Loi de modernisation de l’économie
Imprimer cette page 19-11-2008 16:15
Christine Lagarde . Photo Stéphane de Sakutin/AFP

Communication en Conseil des ministres sur le plan français de soutien au financement de l’économie

Dans une communication en Conseil des ministres du 19 novembre, Christine Lagarde a indiqué que le plan de soutien au financement de l’économie mis en place par le Gouvernement pour répondre à la crise financière était effectif. Les "instruments juridiques sont en place", et "l’Etat veille à ce que les mesures adoptées se traduisent concrètement sur le terrain, notamment au niveau des entreprises", a souligné la ministre.

La communication en Conseil des ministres

La ministre de l’Economie, de l’Industrie et de l’Emploi a présenté une communication relative au financement de l’économie.

Le plan français de soutien au financement de l’économie est opérationnel et monte en puissance.

Les instruments juridiques sont en place : la garantie de l’Etat a été autorisée dans la limite de 360 milliards d’euros par le vote de la loi de finances rectificative pour le financement de l’économie du 16 octobre 2008 ; la Société de financement de l’économie française (SFEF) et la Société des participations publiques de l’Etat (SPPE) ont été créées pour procéder respectivement au refinancement et à la recapitalisation des établissements de crédit français.

La mission de la SFEF est de lever des fonds sur les marchés internationaux avec la garantie de l’Etat et d’utiliser ces ressources pour octroyer des prêts aux établissements bancaires. A ce jour, la SFEF a prêté dix milliards d’euros aux réseaux bancaires, à un taux d’environ 4 %. Elle a réalisé sa première émission sur les marchés avec la garantie de l’Etat le 12 novembre dernier pour un montant de cinq milliards d’euros remboursable à trois ans. Les investisseurs étrangers ont largement participé au financement de l’opération en achetant 55 % des titres.

Le deuxième objectif est d’apporter des fonds propres supplémentaires aux banques afin de s’assurer qu’elles ne limiteront pas leurs activités de crédit pour économiser leurs fonds propres. La mise en œuvre de ce volet est aujourd’hui en cours de discussion avec les autorités communautaires. La plupart de nos partenaires conduisent également des programmes de recapitalisation, sous forme de titres hybrides (Belgique, Pays-Bas) ou d’actions sans droits de vote (Etats Unis, Allemagne), sauf cas de nationalisations.

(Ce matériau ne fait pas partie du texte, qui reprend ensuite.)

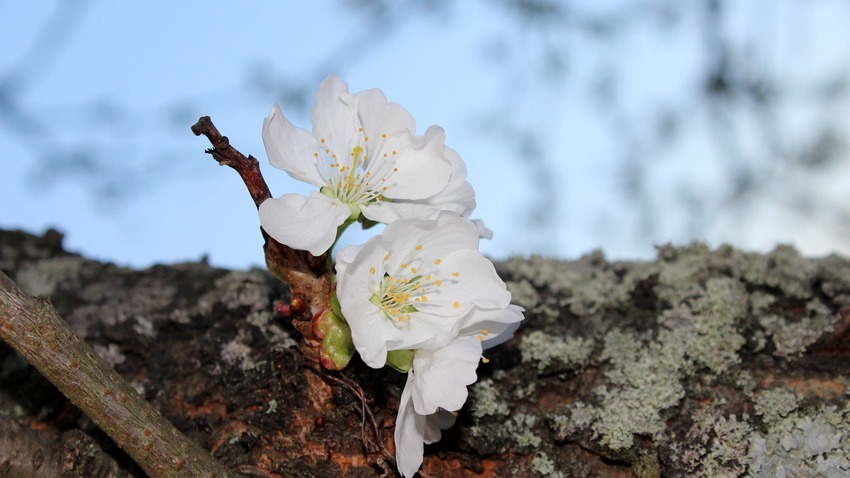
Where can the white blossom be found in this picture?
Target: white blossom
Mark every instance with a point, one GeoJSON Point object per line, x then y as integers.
{"type": "Point", "coordinates": [413, 286]}
{"type": "Point", "coordinates": [365, 159]}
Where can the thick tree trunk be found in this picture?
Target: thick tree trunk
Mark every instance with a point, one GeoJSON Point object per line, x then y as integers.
{"type": "Point", "coordinates": [701, 363]}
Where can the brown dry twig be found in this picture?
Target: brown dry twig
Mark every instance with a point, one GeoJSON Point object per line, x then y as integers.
{"type": "Point", "coordinates": [33, 328]}
{"type": "Point", "coordinates": [308, 276]}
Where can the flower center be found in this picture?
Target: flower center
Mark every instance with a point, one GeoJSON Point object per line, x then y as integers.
{"type": "Point", "coordinates": [402, 292]}
{"type": "Point", "coordinates": [358, 178]}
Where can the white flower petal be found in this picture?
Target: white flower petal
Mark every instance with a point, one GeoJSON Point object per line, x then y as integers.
{"type": "Point", "coordinates": [291, 149]}
{"type": "Point", "coordinates": [307, 224]}
{"type": "Point", "coordinates": [476, 284]}
{"type": "Point", "coordinates": [371, 330]}
{"type": "Point", "coordinates": [438, 237]}
{"type": "Point", "coordinates": [422, 170]}
{"type": "Point", "coordinates": [380, 117]}
{"type": "Point", "coordinates": [483, 231]}
{"type": "Point", "coordinates": [335, 116]}
{"type": "Point", "coordinates": [409, 434]}
{"type": "Point", "coordinates": [458, 191]}
{"type": "Point", "coordinates": [425, 330]}
{"type": "Point", "coordinates": [434, 424]}
{"type": "Point", "coordinates": [440, 376]}
{"type": "Point", "coordinates": [389, 212]}
{"type": "Point", "coordinates": [499, 324]}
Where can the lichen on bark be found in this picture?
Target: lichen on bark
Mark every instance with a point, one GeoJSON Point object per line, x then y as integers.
{"type": "Point", "coordinates": [700, 363]}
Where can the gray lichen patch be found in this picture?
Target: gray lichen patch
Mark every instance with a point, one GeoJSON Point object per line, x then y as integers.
{"type": "Point", "coordinates": [553, 353]}
{"type": "Point", "coordinates": [711, 337]}
{"type": "Point", "coordinates": [715, 445]}
{"type": "Point", "coordinates": [811, 442]}
{"type": "Point", "coordinates": [486, 400]}
{"type": "Point", "coordinates": [42, 277]}
{"type": "Point", "coordinates": [521, 427]}
{"type": "Point", "coordinates": [641, 384]}
{"type": "Point", "coordinates": [237, 290]}
{"type": "Point", "coordinates": [791, 336]}
{"type": "Point", "coordinates": [543, 466]}
{"type": "Point", "coordinates": [783, 269]}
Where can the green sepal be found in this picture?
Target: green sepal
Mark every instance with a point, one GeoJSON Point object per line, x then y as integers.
{"type": "Point", "coordinates": [335, 307]}
{"type": "Point", "coordinates": [401, 360]}
{"type": "Point", "coordinates": [337, 346]}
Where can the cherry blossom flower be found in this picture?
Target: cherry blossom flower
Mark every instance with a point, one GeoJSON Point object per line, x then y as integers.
{"type": "Point", "coordinates": [368, 164]}
{"type": "Point", "coordinates": [414, 286]}
{"type": "Point", "coordinates": [436, 383]}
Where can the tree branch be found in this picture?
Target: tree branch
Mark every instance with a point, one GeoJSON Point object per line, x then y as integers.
{"type": "Point", "coordinates": [33, 328]}
{"type": "Point", "coordinates": [248, 168]}
{"type": "Point", "coordinates": [307, 275]}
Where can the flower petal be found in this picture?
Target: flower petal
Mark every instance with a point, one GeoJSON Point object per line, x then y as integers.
{"type": "Point", "coordinates": [440, 376]}
{"type": "Point", "coordinates": [335, 117]}
{"type": "Point", "coordinates": [380, 117]}
{"type": "Point", "coordinates": [499, 324]}
{"type": "Point", "coordinates": [422, 170]}
{"type": "Point", "coordinates": [371, 331]}
{"type": "Point", "coordinates": [308, 224]}
{"type": "Point", "coordinates": [438, 237]}
{"type": "Point", "coordinates": [483, 231]}
{"type": "Point", "coordinates": [291, 149]}
{"type": "Point", "coordinates": [389, 212]}
{"type": "Point", "coordinates": [434, 424]}
{"type": "Point", "coordinates": [409, 434]}
{"type": "Point", "coordinates": [468, 279]}
{"type": "Point", "coordinates": [458, 191]}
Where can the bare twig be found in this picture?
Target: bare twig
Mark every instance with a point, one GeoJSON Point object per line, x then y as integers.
{"type": "Point", "coordinates": [34, 329]}
{"type": "Point", "coordinates": [308, 276]}
{"type": "Point", "coordinates": [248, 168]}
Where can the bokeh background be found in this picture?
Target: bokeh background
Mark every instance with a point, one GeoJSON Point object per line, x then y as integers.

Afin de bénéficier des prêts de la SFEF, les banques participantes se sont engagées à respecter un objectif de croissance annuelle de leurs encours de crédit jusqu’à fin décembre 2009, compris entre 3 et 4% selon les réseaux bancaires.

L’Etat veillera au respect de ces engagements et il communiquera chaque mois les encours de crédit à l’économie des banques participantes.

Le montant total des crédits aux ménages et aux entreprises non financières octroyés par les groupes bancaires avait connu une progression de 10,5 % de septembre 2007 à septembre 2008. Le ralentissement de l’activité devrait conduire à une baisse de la demande de crédit. Les engagements pris par les banques d’une progression de 3 à 4 % des encours l’an prochain correspondent donc bien à des objectifs ambitieux.

Au-delà du suivi global des engagements pris par les banques, l’Etat veille à ce que les mesures adoptées se traduisent concrètement sur le terrain notamment au niveau des entreprises.

C’est l’objet de la mission confiée par le Président de la République à René Ricol, nommé médiateur du crédit auprès de la ministre de l’économie, de l’industrie et de l’emploi.

La saisine du médiateur est ouverte à toute entreprise confrontée à un problème de financement ou de trésorerie qui ne trouve pas spontanément de solution avec ses banques et Oseo. L’entreprise concernée peut saisir le médiateur par l’intermédiaire d’un site internet www.mediateurducredit.fr, ouvert depuis le 14 novembre. Elle peut aussi obtenir des informations grâce à OSEO (0 810 00 12 10, prix d’un appel local). Le médiateur a déjà reçu 1 200 demandes d’entreprises, dont 600 font déjà l’objet d’une instruction en vue d’une médiation.

Les commissions départementales de financement de l’économie, prévues par la circulaire du Premier ministre du 22 octobre ont toutes été installées par les préfets et assurent le suivi du financement de l’économie sur le terrain, en lien avec les acteurs économiques locaux.

L’ensemble de ces mesures, auxquelles s’ajoutent les lignes exceptionnelles mises en place par OSEO et la Banque européenne d’investissement, sera complété d’ici la fin novembre par un dispositif destiné à relancer la garantie des crédits fournisseurs par les assureurs-crédit.

Cet effort public sans précédent vise à permettre aux entreprises et aux ménages de trouver, malgré les très fortes tensions financières internationales, les moyens de financement de leurs projets qui font notre croissance et nos emplois.